La ventilation des exportations de fraises au Maroc se compose d’une part de 28% dans la catégorie fraiche (19.000 tonnes) et 72% pour ce qui est du surgelé. « La baisse des exportations marocaines de fraises fraiches notamment vers l’Europe a été compensée par une hausse des exportations de fraises surgelées qui sont moins sensibles aux conditions climatiques des marchés de destination », explique le ministère marocain de l’Agriculture.

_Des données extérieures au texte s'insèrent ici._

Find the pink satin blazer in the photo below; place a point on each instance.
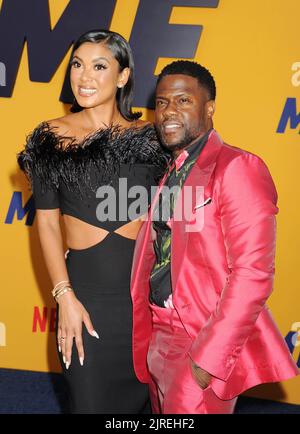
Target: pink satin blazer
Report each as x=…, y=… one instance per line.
x=222, y=274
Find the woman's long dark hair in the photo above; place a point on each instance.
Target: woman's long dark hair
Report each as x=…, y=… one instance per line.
x=122, y=53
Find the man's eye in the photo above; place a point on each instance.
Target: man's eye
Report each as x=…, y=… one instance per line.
x=100, y=66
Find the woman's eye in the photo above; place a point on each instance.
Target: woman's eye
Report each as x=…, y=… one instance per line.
x=75, y=64
x=100, y=66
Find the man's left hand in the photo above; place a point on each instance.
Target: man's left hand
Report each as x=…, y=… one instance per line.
x=202, y=377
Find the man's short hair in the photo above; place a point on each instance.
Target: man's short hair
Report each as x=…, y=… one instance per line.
x=193, y=69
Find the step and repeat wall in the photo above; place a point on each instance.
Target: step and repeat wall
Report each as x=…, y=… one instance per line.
x=252, y=49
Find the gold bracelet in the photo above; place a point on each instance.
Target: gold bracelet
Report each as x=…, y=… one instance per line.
x=60, y=285
x=62, y=292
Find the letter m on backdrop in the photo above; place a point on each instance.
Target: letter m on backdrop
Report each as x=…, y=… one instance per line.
x=16, y=207
x=29, y=21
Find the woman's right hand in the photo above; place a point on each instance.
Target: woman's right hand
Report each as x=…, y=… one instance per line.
x=71, y=316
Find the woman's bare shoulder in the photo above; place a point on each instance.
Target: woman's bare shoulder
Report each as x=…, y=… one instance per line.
x=64, y=125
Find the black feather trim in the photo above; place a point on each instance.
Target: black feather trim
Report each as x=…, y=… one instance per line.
x=53, y=158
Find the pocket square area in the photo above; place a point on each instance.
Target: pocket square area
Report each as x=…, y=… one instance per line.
x=206, y=202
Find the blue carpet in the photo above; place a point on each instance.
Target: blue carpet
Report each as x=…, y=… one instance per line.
x=24, y=392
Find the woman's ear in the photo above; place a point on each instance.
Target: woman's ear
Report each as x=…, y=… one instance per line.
x=123, y=77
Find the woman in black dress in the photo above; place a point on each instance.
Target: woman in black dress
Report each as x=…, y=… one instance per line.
x=82, y=166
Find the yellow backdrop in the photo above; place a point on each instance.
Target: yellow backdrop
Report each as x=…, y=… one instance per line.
x=252, y=49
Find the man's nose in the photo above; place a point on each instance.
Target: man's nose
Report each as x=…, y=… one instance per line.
x=170, y=110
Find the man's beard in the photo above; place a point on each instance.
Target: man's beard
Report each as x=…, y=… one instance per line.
x=187, y=139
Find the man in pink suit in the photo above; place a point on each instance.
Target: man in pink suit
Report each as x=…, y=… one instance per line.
x=204, y=262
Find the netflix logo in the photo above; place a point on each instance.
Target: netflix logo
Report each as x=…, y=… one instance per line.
x=43, y=319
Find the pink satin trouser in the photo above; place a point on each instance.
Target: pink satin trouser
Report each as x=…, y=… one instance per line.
x=173, y=389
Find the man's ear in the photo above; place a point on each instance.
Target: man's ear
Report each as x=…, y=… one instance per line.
x=210, y=108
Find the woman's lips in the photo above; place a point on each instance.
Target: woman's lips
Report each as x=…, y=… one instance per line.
x=86, y=92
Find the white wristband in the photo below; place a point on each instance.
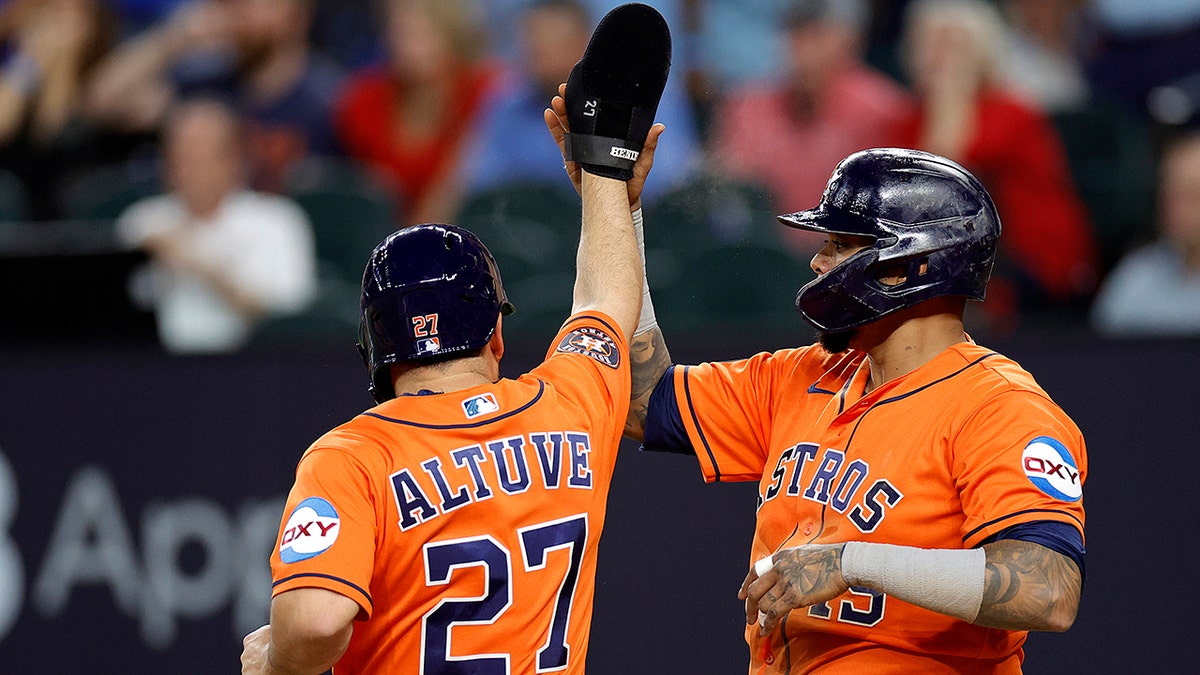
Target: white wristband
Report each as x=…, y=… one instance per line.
x=647, y=320
x=943, y=580
x=763, y=565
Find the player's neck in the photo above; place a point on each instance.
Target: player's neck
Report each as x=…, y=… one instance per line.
x=910, y=344
x=450, y=376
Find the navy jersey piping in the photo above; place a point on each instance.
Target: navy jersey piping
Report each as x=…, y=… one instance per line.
x=905, y=395
x=691, y=410
x=541, y=389
x=331, y=578
x=1001, y=519
x=917, y=390
x=593, y=317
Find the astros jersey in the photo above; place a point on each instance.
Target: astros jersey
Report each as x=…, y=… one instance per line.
x=466, y=524
x=942, y=458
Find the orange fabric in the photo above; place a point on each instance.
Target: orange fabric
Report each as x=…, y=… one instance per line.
x=467, y=521
x=942, y=458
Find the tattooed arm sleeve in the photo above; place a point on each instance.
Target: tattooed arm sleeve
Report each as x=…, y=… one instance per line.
x=649, y=359
x=1029, y=587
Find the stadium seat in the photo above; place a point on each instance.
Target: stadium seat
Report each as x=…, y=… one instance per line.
x=103, y=192
x=351, y=213
x=13, y=198
x=712, y=211
x=533, y=230
x=1113, y=165
x=748, y=288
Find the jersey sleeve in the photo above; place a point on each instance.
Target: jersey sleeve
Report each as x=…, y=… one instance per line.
x=328, y=535
x=726, y=410
x=1019, y=459
x=588, y=365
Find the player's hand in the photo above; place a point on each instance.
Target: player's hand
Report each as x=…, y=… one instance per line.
x=557, y=124
x=253, y=651
x=801, y=577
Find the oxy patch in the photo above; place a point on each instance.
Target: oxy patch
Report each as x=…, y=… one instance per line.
x=311, y=530
x=1051, y=469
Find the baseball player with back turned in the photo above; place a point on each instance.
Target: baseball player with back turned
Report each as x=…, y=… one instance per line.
x=919, y=496
x=454, y=527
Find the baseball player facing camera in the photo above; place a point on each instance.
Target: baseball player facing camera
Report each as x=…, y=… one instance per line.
x=919, y=496
x=454, y=526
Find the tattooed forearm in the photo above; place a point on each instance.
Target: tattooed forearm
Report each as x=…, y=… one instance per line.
x=649, y=359
x=1029, y=587
x=813, y=572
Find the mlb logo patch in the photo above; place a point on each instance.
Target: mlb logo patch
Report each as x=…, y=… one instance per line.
x=480, y=405
x=427, y=345
x=591, y=342
x=311, y=530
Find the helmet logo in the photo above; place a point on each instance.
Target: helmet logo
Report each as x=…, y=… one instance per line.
x=427, y=345
x=425, y=326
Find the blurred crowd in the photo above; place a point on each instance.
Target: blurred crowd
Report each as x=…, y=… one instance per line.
x=256, y=149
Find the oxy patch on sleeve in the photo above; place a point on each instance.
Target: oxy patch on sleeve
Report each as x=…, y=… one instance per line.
x=1050, y=467
x=311, y=530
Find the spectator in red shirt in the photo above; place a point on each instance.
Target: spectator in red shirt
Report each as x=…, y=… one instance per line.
x=412, y=115
x=1048, y=257
x=790, y=135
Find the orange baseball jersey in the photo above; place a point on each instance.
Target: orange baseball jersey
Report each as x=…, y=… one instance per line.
x=466, y=524
x=942, y=458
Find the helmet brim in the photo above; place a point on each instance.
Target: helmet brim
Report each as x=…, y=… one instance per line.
x=831, y=221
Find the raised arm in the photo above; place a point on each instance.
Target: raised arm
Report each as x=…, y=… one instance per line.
x=609, y=269
x=1011, y=584
x=648, y=351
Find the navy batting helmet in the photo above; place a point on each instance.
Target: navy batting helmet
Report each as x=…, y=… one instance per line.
x=429, y=291
x=928, y=216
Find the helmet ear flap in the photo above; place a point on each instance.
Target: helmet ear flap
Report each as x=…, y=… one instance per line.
x=430, y=292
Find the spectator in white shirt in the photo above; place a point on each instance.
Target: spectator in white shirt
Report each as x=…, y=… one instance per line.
x=1155, y=291
x=222, y=256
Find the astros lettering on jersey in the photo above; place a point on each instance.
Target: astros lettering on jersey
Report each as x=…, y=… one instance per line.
x=942, y=458
x=466, y=524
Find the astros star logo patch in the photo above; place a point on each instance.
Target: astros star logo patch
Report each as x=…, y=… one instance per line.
x=591, y=342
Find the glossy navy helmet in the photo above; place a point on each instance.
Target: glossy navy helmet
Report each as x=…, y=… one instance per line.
x=929, y=219
x=429, y=292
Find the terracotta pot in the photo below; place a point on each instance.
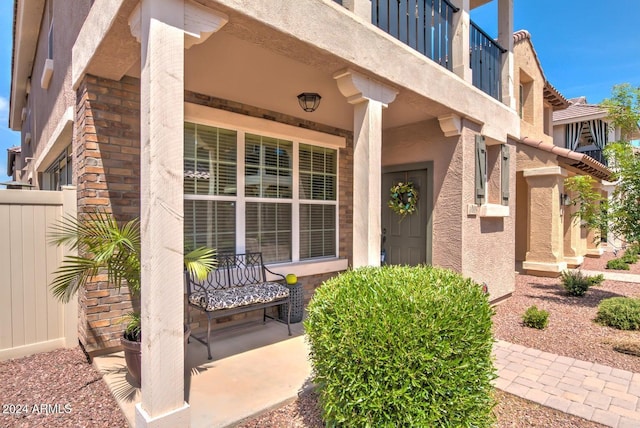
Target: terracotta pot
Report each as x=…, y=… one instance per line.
x=132, y=355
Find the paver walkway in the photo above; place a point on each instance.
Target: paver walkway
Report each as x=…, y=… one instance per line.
x=591, y=391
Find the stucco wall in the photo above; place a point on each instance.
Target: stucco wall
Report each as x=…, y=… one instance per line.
x=425, y=142
x=532, y=123
x=48, y=106
x=488, y=242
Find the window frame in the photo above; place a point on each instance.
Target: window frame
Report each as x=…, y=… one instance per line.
x=243, y=125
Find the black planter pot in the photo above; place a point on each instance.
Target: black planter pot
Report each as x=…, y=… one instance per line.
x=133, y=355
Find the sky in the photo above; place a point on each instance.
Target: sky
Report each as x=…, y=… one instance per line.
x=585, y=47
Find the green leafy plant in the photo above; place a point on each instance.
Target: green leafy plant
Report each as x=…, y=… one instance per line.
x=622, y=313
x=595, y=280
x=535, y=318
x=623, y=111
x=577, y=283
x=591, y=205
x=402, y=346
x=628, y=346
x=617, y=264
x=104, y=245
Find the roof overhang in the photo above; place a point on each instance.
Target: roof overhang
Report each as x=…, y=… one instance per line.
x=574, y=119
x=554, y=97
x=27, y=17
x=580, y=161
x=12, y=154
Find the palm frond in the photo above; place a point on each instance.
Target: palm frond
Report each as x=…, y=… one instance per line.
x=200, y=262
x=74, y=273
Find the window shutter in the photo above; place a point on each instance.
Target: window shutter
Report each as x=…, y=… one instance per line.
x=504, y=174
x=481, y=170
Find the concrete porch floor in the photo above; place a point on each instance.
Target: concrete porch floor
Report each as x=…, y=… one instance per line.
x=255, y=368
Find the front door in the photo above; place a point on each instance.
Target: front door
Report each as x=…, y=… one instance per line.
x=405, y=241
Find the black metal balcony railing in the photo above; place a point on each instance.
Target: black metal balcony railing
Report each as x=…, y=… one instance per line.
x=425, y=25
x=486, y=62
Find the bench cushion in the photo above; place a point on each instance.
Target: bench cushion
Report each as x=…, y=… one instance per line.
x=233, y=297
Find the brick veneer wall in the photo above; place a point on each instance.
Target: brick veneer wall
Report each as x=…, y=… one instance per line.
x=107, y=164
x=345, y=187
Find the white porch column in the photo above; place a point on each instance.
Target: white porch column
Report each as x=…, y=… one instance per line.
x=505, y=39
x=163, y=27
x=369, y=97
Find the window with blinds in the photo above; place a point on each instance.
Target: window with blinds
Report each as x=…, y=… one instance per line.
x=258, y=201
x=318, y=177
x=209, y=172
x=60, y=172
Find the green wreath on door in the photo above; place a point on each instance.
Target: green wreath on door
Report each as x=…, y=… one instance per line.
x=404, y=199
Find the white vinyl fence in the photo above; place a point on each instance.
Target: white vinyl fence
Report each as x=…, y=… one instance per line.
x=31, y=319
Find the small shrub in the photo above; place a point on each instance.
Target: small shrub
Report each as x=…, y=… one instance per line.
x=617, y=264
x=402, y=346
x=575, y=282
x=622, y=313
x=535, y=318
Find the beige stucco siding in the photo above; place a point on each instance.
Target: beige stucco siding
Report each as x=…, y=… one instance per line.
x=480, y=248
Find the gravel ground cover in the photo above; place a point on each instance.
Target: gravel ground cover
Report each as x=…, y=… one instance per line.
x=56, y=389
x=571, y=332
x=74, y=394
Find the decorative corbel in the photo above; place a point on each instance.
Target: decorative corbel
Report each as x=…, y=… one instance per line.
x=451, y=124
x=200, y=22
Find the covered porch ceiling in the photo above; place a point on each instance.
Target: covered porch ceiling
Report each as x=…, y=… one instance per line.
x=250, y=63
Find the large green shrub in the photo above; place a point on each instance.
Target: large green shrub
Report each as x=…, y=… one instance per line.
x=535, y=318
x=402, y=346
x=619, y=312
x=577, y=283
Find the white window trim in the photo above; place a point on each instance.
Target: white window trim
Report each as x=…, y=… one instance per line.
x=489, y=209
x=242, y=124
x=255, y=125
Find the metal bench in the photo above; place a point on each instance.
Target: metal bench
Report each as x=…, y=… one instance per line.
x=239, y=284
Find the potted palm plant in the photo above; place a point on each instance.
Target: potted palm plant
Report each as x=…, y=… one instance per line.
x=104, y=245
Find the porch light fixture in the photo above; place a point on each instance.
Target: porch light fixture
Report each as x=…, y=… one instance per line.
x=309, y=101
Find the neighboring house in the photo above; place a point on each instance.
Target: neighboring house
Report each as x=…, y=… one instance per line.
x=549, y=238
x=186, y=114
x=586, y=128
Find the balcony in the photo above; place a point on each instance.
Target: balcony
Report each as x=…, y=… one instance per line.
x=427, y=27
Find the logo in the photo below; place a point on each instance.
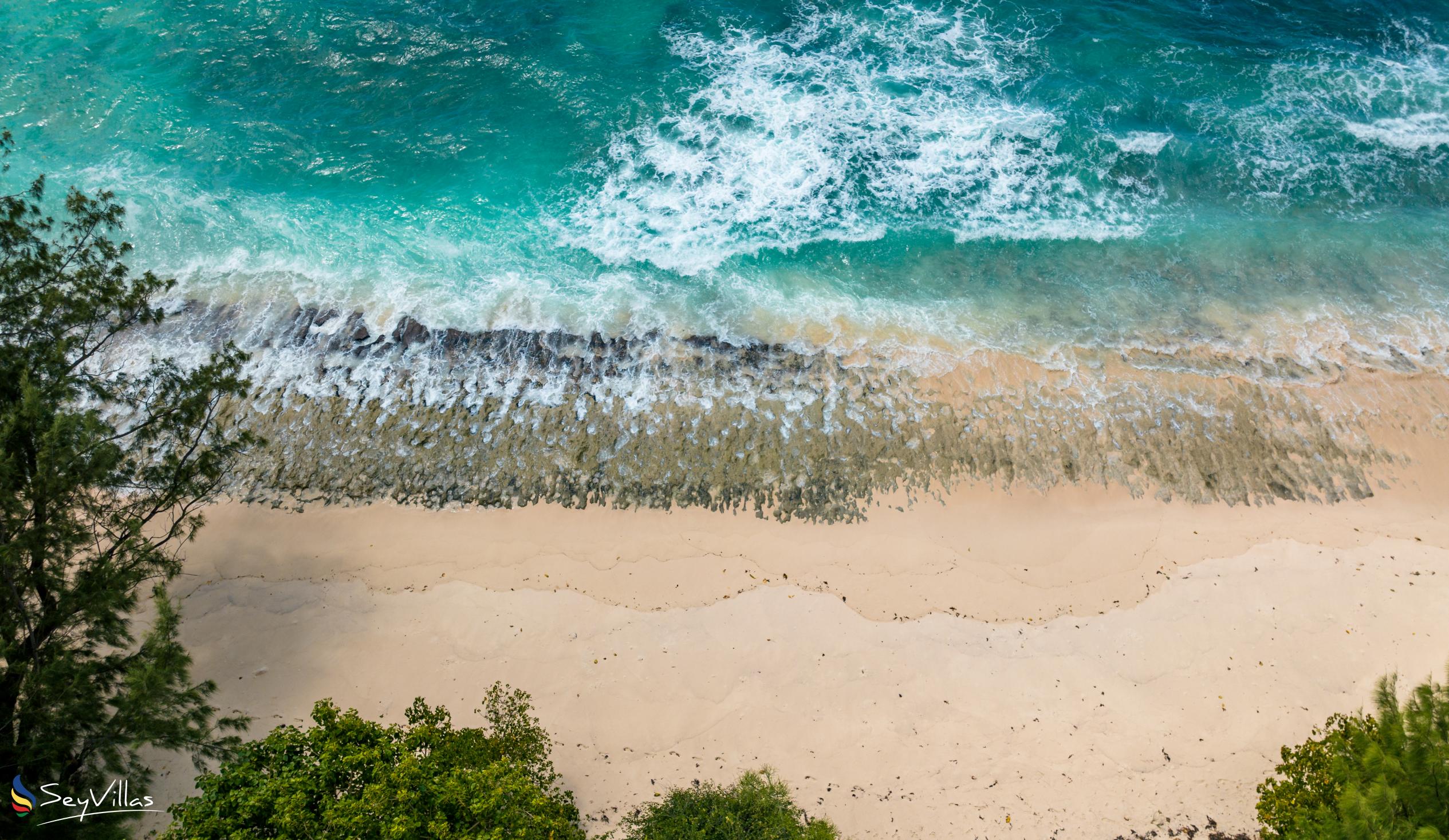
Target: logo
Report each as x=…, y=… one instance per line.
x=116, y=798
x=21, y=800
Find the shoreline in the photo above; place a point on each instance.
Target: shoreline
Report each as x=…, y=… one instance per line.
x=880, y=704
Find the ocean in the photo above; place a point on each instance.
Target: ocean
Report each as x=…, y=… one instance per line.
x=777, y=257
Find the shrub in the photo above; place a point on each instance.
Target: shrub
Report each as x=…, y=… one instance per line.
x=1389, y=780
x=1305, y=781
x=757, y=807
x=357, y=780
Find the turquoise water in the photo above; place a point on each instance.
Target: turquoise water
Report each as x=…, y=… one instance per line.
x=971, y=174
x=704, y=253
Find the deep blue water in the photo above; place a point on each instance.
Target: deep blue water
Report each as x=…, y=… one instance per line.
x=1265, y=177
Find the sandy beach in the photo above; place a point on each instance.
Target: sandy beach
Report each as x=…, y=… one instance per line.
x=1078, y=664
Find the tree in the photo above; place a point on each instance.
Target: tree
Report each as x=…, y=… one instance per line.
x=346, y=778
x=1390, y=776
x=1305, y=781
x=102, y=477
x=757, y=807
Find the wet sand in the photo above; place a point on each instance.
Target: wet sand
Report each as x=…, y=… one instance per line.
x=1083, y=662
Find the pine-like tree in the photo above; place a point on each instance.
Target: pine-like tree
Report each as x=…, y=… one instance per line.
x=102, y=475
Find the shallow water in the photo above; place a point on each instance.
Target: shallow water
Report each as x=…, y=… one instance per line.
x=1141, y=199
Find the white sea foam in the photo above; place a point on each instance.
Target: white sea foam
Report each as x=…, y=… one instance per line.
x=1390, y=97
x=1144, y=143
x=1419, y=131
x=840, y=128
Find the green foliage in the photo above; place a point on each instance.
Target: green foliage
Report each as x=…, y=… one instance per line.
x=1305, y=781
x=348, y=778
x=757, y=807
x=102, y=474
x=1390, y=780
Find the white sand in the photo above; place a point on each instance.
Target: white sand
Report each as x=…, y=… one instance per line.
x=926, y=674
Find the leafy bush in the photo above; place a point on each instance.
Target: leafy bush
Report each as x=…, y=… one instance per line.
x=758, y=807
x=1387, y=780
x=357, y=780
x=1305, y=781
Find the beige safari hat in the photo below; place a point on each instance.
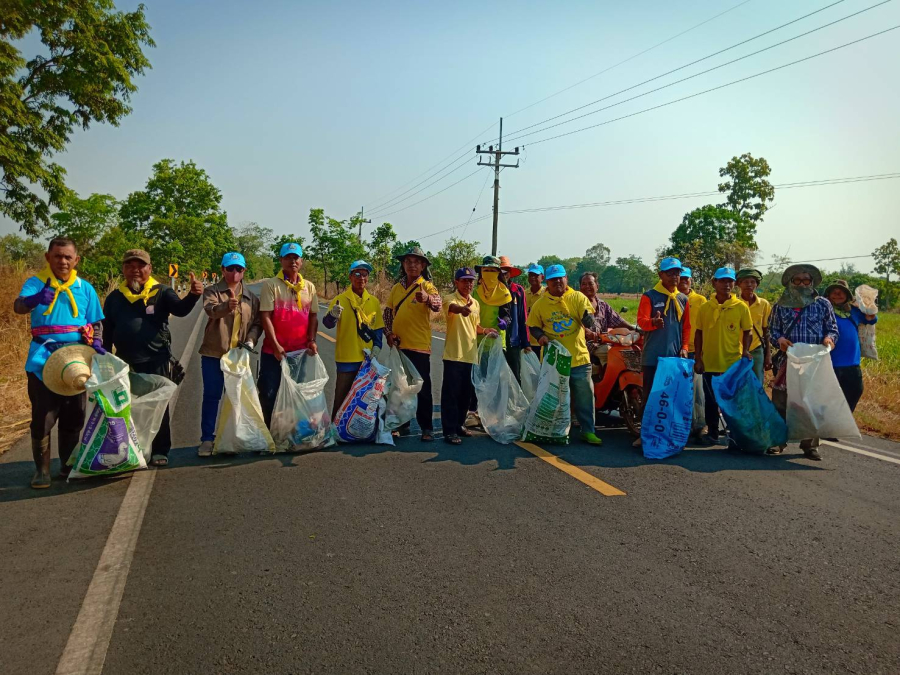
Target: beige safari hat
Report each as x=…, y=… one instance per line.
x=68, y=369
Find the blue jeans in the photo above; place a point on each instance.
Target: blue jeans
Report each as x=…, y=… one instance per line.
x=582, y=388
x=213, y=384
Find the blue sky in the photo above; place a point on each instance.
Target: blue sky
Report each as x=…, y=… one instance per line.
x=293, y=105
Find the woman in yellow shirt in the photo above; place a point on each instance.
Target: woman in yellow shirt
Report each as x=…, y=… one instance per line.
x=407, y=321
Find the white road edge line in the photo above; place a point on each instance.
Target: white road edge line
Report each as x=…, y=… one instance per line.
x=85, y=652
x=862, y=452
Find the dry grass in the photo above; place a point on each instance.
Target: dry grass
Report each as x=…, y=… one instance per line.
x=16, y=337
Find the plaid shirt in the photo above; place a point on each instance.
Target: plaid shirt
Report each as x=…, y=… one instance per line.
x=605, y=317
x=816, y=323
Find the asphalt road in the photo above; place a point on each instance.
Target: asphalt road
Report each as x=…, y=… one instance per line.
x=474, y=559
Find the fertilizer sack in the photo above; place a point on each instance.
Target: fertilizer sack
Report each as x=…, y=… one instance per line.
x=668, y=412
x=529, y=373
x=549, y=414
x=752, y=419
x=242, y=427
x=300, y=419
x=501, y=404
x=357, y=418
x=109, y=442
x=816, y=407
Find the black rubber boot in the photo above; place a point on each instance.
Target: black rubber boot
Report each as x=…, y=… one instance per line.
x=40, y=451
x=68, y=443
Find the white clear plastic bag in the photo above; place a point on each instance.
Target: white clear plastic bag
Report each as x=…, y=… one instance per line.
x=151, y=395
x=109, y=442
x=816, y=407
x=530, y=374
x=242, y=427
x=300, y=419
x=403, y=386
x=501, y=404
x=549, y=415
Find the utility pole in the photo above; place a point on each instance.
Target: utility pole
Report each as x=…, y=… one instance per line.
x=498, y=153
x=361, y=221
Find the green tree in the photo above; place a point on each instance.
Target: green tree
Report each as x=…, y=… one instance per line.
x=455, y=254
x=84, y=73
x=15, y=249
x=380, y=246
x=179, y=215
x=255, y=241
x=85, y=221
x=749, y=192
x=710, y=237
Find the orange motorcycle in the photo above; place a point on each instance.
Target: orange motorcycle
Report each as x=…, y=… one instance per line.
x=621, y=384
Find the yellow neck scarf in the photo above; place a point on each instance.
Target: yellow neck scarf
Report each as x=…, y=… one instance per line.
x=357, y=303
x=148, y=291
x=64, y=287
x=672, y=298
x=718, y=309
x=491, y=291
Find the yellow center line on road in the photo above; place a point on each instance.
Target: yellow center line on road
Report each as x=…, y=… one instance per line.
x=578, y=474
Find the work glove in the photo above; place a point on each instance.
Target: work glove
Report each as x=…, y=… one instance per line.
x=42, y=297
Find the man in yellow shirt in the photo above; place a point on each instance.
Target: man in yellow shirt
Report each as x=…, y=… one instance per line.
x=562, y=314
x=534, y=291
x=723, y=337
x=407, y=321
x=357, y=315
x=460, y=353
x=748, y=281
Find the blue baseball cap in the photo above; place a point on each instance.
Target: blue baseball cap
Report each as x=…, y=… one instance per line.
x=667, y=264
x=292, y=248
x=724, y=273
x=360, y=265
x=233, y=258
x=555, y=272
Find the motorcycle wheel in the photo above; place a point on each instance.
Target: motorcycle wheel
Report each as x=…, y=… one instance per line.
x=632, y=408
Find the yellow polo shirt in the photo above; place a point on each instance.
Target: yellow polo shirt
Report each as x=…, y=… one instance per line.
x=695, y=302
x=722, y=336
x=760, y=312
x=560, y=319
x=462, y=330
x=412, y=322
x=530, y=299
x=348, y=347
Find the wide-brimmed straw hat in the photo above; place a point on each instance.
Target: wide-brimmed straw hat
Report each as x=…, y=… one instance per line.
x=68, y=369
x=416, y=251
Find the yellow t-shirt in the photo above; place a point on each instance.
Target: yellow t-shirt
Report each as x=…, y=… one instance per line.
x=695, y=302
x=412, y=322
x=462, y=330
x=530, y=299
x=560, y=319
x=760, y=312
x=722, y=337
x=348, y=347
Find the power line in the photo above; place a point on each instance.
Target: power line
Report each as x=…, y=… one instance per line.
x=630, y=58
x=721, y=86
x=684, y=79
x=688, y=65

Les pays européens représentent 95% des exportations marocaines de fraises. Afin de remédier à la concurrence de plus en plus importante sur le marché européen, le Maroc entend reprendre des parts dans l’exportation des fraises fraîches. Une politique d’exportation a été justement établie dans ce sens, avec deux grandes orientations stratégiques. Il s’agit d’ajuster la production des fraises avec la demande mondiale.

Du coup, une pénétration précoce du marché de la fraise fraîche sera mise en place avec une production hors saison qui s’étale de septembre à avril. Les exportations de la fraise congelée, destinée à l’agro-industrie, seront ensuite développées à partir du mois de mai. Une période décisive puisqu’elle correspond à la date d’entrée en maturité de la fraise fraîche espagnole.

Toutefois, le secteur est confronté à plusieurs contraintes dont l’absence d’une structure représentative des producteurs pour mieux défendre leurs intérêts, le manque d’unités de transformation et de conservation pour préserver la qualité du produit et de routes pour désenclaver les exploitations agricoles. En outre, tous les plants des fraises sont importés d’Espagne ce qui porte davantage préjudice à la compétitivité de la fraise marocaine sur le marché international.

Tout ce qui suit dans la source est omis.